What foster teens need most "is structure, a safe environment and a connection to a caring adult that they can carry through their lives," Mike Hamblin, director of foster family recruitment for the Utah Foster Care Foundation.

But with a scarcity of homes, stories like Rosa's become rare as teens move from home to home, or wind up in group homes.

"I never thought I'd have another family and that I'd belong," Rosa McFarland said.

"Who wants to keep a 17-year-old? Who wants to do that?"

When Maryanne and David McFarland met Rosa, they thought their association would last only a short time. Another couple was finalizing paperwork for her adoption and the McFarlands had agreed to take care of her until the process was completed, Rosa McFarland said.

But that first adoption was never finalized.

"They tried their hardest but it wasn't a good fit. I wasn’t in love with those people. I couldn't see myself being with those people forever," Rosa McFarland said.

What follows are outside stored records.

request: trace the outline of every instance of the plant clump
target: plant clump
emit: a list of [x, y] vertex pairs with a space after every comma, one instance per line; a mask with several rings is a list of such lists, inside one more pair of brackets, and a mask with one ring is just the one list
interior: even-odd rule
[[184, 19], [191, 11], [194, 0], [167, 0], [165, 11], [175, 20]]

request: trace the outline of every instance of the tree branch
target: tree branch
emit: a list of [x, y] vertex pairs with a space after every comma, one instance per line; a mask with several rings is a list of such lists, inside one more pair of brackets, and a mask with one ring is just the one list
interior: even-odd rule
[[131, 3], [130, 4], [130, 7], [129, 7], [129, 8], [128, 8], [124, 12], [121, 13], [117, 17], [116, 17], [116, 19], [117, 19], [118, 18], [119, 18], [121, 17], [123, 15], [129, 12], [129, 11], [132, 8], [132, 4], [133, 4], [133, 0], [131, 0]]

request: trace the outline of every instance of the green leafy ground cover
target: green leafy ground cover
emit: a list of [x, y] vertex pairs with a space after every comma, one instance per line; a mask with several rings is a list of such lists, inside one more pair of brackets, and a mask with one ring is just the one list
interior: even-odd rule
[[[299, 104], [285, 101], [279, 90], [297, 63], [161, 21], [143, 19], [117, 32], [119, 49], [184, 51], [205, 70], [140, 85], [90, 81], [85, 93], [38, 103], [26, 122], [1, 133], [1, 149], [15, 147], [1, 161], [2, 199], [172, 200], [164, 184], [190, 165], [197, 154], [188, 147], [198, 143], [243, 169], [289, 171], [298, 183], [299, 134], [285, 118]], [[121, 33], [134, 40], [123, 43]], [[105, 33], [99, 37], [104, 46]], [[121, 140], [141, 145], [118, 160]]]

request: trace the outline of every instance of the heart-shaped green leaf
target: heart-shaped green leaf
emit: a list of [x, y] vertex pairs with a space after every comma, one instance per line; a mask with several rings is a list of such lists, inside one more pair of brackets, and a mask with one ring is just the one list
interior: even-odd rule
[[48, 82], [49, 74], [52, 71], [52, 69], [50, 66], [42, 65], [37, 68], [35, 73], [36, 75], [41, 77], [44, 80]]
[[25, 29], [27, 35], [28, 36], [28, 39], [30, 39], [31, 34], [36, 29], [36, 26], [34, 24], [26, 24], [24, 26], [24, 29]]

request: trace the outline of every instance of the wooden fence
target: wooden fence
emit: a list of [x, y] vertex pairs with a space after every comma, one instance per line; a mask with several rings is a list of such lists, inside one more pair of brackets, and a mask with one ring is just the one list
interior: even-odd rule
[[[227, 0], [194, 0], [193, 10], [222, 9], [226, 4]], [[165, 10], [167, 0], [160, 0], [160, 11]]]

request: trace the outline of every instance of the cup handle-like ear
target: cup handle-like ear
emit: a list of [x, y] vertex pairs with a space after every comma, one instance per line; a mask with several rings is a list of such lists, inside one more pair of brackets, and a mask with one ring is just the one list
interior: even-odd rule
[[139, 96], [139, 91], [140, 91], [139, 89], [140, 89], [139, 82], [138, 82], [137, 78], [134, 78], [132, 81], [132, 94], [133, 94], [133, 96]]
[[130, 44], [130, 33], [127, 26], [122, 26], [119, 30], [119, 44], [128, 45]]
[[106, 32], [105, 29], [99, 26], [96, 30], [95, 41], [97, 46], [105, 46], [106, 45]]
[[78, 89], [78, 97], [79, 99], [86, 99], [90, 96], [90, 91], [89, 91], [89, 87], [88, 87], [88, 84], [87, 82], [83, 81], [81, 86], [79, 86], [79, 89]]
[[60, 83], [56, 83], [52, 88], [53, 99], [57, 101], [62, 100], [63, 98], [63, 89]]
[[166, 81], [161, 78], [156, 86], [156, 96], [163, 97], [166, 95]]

When the adoption didn't work out, Rosa was headed to yet another placement, likely a group home. But by then she had become part of the McFarland family.

"We said, 'We don't need to go anywhere else'" to find her an adoptive home, Maryanne McFarland said. 'She belongs here,'"

With the love and guidance of her adoptive parents, she graduated from high school. She attended college for a while and now has a full-time job at an auto dealership. In recent years she's become reacquainted with some members of her birth family. Both her birth parents died of drug overdoses, she said.

"I didn't think I was adoptable. They did me the biggest favor saying they wanted to keep me," she said of her adoptive parents.